Disteso sul suo letto di morte, Chwora sapeva che sua moglie stava per

partorire. La faccia malata e giallastra per la morte imminente. Le ossa

delle guance sporgenti e gli occhi incavati nelle orbite. Cercò di emettere

dei suoni “mmm…”.

“Chwora, riposati per favore”, disse accorata. Non sapeva che le stava

dicendo addio. Quando Jirani arrivò all’ospedale il giorno seguente, c’era

una opprimente nuvola di malinconia nell’aria. Suo marito era morto

alle tre del mattino. Credeva che nello stesso momento lo spirito della

morte l’avesse visitata in sogno consentendole di vedere suo marito

ascendere al trono dei morti.

L’aria fredda schiaffeggiava la sua sciarpa ripetutamente, aveva a malapena

vent’anni. A ventitre anni aveva già imparato molto dalla scuola

della vita. Jirani era giunta nello slum per stare con gli amici dopo la

morte di sua zia. Al contrario di Skwota, Jirani era arrivata in città da

bambina. Rinforzata dalle stranezze della vita era flessibile e forte. “La

povertà, l’AIDS e il governo sono tutti nemici”, sputò. “Se solo la mia

famiglia non fosse povera, l’AIDS non avrebbe rubato mio marito”, spiegò.

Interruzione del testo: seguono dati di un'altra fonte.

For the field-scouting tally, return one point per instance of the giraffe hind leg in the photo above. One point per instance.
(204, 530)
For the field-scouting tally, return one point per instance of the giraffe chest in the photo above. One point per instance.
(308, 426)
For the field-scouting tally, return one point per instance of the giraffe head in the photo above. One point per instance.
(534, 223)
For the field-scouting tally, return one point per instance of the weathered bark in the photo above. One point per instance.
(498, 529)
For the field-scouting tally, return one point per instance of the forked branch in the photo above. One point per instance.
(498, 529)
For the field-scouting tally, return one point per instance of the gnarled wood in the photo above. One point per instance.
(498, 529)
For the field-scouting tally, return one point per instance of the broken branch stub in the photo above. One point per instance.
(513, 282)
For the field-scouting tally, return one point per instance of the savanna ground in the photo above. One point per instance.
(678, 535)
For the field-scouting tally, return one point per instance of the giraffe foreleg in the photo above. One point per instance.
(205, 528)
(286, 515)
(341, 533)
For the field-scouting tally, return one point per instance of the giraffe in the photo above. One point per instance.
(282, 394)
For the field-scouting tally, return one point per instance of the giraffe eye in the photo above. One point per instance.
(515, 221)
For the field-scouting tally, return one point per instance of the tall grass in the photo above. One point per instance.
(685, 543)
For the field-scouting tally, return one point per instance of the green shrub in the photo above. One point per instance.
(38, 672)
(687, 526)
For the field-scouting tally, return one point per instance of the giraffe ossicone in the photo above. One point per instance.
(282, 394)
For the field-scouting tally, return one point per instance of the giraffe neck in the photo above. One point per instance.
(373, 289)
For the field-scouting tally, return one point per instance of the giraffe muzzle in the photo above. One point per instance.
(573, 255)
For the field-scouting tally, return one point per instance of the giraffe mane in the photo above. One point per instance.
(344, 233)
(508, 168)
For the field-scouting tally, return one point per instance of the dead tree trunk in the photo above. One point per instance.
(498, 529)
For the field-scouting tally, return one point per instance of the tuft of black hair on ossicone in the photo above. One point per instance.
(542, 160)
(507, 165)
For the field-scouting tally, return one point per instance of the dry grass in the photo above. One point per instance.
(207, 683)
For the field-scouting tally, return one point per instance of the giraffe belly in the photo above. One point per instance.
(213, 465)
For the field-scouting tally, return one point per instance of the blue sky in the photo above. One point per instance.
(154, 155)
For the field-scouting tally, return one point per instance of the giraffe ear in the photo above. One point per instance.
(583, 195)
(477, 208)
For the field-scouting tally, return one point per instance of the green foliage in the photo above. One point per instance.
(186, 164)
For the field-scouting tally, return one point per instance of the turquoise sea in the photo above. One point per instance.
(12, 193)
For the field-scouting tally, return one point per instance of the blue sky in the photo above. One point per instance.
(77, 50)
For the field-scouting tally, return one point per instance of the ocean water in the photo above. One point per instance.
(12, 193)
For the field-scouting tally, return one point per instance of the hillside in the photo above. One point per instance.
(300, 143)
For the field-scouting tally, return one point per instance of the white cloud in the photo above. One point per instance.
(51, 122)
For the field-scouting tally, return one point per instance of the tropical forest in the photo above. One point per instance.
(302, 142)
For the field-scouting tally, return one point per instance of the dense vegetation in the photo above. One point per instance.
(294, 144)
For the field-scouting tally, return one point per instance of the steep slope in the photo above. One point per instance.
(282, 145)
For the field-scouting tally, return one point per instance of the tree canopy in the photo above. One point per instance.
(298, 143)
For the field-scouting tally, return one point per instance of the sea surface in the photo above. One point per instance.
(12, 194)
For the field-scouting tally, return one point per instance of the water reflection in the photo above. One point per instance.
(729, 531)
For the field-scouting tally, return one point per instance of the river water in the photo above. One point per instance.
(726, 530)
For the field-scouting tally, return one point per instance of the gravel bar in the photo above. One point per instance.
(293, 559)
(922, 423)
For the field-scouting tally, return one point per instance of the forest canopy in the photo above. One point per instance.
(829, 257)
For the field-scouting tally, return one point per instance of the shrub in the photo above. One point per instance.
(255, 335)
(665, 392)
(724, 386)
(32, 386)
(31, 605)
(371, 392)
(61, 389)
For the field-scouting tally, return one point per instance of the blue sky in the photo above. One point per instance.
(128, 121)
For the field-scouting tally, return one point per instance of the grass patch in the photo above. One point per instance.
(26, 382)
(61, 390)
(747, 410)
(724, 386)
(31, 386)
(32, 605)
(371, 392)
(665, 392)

Jirani sapeva che la morte l’aveva derubata e lei non ne aveva più

paura. “Toto, starai bene, ti porterò dal dottore e tutto andrà bene”, disse

stringendo il bambino più forte.

Mentre si avvicinava l’alba, si poteva sentire il turaco strillare e il gufo

stridere affacciandosi nel nuovo giorno. La notte era particolarmente

lunga e si aspettava con impazienza un nuovo giorno. Skwota era stata

seduta sul sacco contenente ciò che possedeva per un’ora e si sentiva

già stanca in quanto il sacco conteneva oggetti sporgenti messi alla

rinfusa. Alle tre del mattino voleva liberarsi come d’abitudine. Camminò

giù nella valle verso il fosso e si liberò. La strada che conduceva al fosso

era ingombra di rifiuti umani ed era ancora peggio per il buio. Ogni

due passi metteva i piedi su letame suppurante.

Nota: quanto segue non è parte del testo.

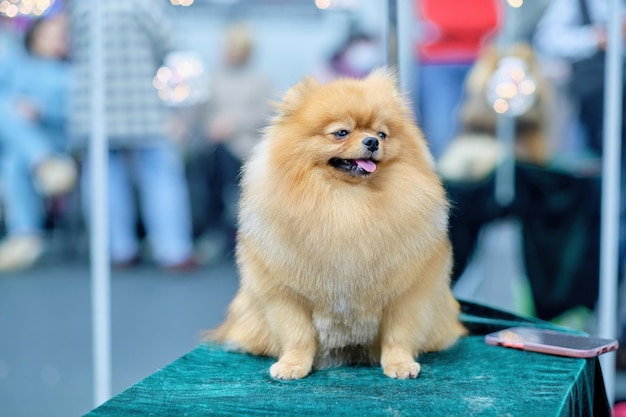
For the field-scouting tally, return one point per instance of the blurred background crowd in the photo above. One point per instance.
(188, 87)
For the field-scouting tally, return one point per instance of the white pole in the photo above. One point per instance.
(98, 154)
(406, 25)
(611, 192)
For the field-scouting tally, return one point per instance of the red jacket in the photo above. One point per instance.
(455, 30)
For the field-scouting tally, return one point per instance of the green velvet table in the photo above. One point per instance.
(469, 379)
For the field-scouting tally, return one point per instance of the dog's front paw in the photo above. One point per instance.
(285, 370)
(405, 370)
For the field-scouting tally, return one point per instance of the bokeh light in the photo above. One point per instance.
(181, 2)
(182, 81)
(14, 8)
(511, 89)
(515, 3)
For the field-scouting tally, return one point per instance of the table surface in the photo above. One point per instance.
(469, 379)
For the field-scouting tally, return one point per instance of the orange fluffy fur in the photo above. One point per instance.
(340, 266)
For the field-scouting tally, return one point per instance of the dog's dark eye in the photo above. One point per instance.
(340, 134)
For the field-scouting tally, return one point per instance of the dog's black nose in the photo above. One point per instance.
(370, 143)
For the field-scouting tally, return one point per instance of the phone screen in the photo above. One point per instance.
(549, 341)
(552, 338)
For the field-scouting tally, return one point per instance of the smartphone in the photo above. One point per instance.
(551, 342)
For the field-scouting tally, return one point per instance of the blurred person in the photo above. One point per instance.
(452, 36)
(356, 57)
(563, 33)
(576, 31)
(138, 36)
(33, 114)
(239, 106)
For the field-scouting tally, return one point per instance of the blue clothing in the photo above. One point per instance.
(440, 92)
(24, 142)
(163, 199)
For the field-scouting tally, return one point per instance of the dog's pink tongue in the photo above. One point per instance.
(367, 165)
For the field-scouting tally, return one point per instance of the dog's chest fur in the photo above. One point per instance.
(346, 332)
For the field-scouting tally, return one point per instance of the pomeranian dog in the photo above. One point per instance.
(342, 246)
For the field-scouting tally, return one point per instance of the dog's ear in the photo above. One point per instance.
(296, 94)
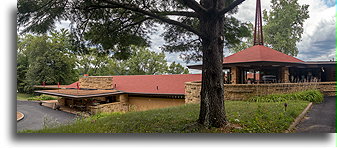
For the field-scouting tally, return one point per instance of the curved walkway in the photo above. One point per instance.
(320, 119)
(36, 116)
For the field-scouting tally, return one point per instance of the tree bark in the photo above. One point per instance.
(212, 110)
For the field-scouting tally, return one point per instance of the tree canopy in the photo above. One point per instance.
(45, 58)
(284, 25)
(113, 25)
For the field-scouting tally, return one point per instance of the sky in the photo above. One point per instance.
(318, 40)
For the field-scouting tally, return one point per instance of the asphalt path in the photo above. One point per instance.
(37, 117)
(321, 118)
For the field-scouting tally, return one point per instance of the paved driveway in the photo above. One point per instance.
(321, 118)
(36, 116)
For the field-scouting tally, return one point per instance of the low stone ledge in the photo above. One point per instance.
(299, 118)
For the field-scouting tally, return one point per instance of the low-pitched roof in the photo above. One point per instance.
(260, 53)
(73, 93)
(151, 84)
(154, 84)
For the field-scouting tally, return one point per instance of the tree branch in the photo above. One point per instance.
(179, 13)
(230, 7)
(133, 8)
(194, 5)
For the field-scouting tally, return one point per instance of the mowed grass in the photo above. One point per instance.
(252, 117)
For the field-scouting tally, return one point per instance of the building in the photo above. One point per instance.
(124, 93)
(260, 64)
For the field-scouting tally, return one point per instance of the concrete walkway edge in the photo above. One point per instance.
(299, 118)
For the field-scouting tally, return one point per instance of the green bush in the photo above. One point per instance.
(308, 95)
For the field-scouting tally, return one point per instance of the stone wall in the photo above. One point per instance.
(146, 103)
(109, 107)
(96, 82)
(244, 91)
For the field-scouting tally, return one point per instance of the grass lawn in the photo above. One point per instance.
(253, 117)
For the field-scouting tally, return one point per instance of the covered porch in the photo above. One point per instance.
(260, 64)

“Possa il nuovo giorno arrivare perché ho dormito a stomaco vuoto”,

dicono i saggi per accogliere l’arrivo di un giorno nuovo di zecca. Per

gli abitanti della dolce vallata il nuovo giorno era intriso di malinconia

e morte. Il paesaggio ricoperto di rifiuti definiva ciò che rimaneva delle

loro case. Se le leggi fossero state per i poveri, se solo le leggi avessero

favorito i poveri avrebbero vissuto in pace. Il bestiame che era sopravvissuto

all’agguato notturno era malato e fiacco con ferite aperte

che parlavano dello shock che avevano subito la notte precedente. Come

l’Egitto dopo l’uccisione dei primogeniti, la dolce vallata sanguinava

e si contorceva per il dolore. Skwota trascinò il suo sacco verso lo

slum vicino. Il viaggio era lungo e tortuoso e ogni passo portava la promessa

di vittoria e speranza. Il paesaggio era pittoresco con acque verdi

e grandi discariche di rifiuti. Il terreno era umido di urina fresca e i

camminamenti laterali imbrattati di rifiuti umani. “In questo mondo

pieno di guerre non posso permettermi di perdere”, si disse. “Il mio desiderio

di vivere è più forte dopo ogni incontro con il bulldozer”, disse

sorridendo con le lacrime che cadevano sul sacco. Stringeva le mani intorno

al sacco come se lo abbracciasse. Si girò a guardare la dolce vallata

in lontananza dove aveva vinto un incontro con la morte. Quando

arrivò mezzogiorno i morsi della fame l’attanagliarono consentendo alle

lacrime di scorrere liberamente. “Se solo quella pallottola non avesse

preso la sua vita, avremmo combattuto insieme”, disse mentre il sonno

la portava verso un pacifico riposo.